A lesson that will endure (Star Tribune) PDF Print E-mail

Students get a chance to build something lasting

By Eric Hanson
Star Tribune

Wednesday, November 1, 2006

Students from Oak Grove School, for students with emotional or behavioral disorders, are learning about hard work and volunteerism by working for Habitat for Humanity. For some, it's a rare chance to feel pride.

Every Friday this school year, Maria Christensen's students from Oak Grove School are working on a Habitat for Humanity project in St.

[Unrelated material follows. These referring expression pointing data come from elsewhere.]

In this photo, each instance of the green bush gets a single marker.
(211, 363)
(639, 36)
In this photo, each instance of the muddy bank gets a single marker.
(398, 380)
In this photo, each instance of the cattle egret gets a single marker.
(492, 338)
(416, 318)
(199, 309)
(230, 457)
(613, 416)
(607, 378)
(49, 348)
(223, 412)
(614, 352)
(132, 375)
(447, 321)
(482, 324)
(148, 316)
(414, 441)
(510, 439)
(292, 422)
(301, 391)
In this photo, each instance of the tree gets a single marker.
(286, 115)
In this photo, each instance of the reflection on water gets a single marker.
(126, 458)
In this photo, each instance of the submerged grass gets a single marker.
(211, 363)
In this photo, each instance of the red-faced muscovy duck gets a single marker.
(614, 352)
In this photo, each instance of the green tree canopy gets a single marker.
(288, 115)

Paul.  It's an effort that is part of Oak Grove's mission to help students build transition skills through hands-on community volunteer work.

Christensen has worked on a smaller scale with Habitat for Humanity in the past, but this project includes 12 students and an ongoing effort. 

Oak Grove is a school in the Mounds View district that serves students with severe emotional and behavioral disorders.  Its student body comes from several different school districts, including White Bear Lake, Anoka-Hennepin, Stillwater and elsewhere, Christensen said.

"A lot of our students probably would qualify for a Habitat house," Christensen said.  "More than half of our kids are on free and reduced lunch.  Some of them don't really have the opportunity through their family to do volunteer work.  It's a neat way to get connected with something else besides what's going on in your life."

One student who struggles with mental illness, she said, told her one day that he was really proud of the work they'd done that day.  "I said, ‘Well yeah, that's really cool, we worked really hard.' And he stopped me and said, ‘No, you have no idea what I'm saying.  This is the first time that I've ever felt proud of myself." I was super neat," Christensen said.

Other volunteer efforts by the school's students include Meals on Wheels, doing chores for seniors and an international famine relief program called Feed My Starving Children.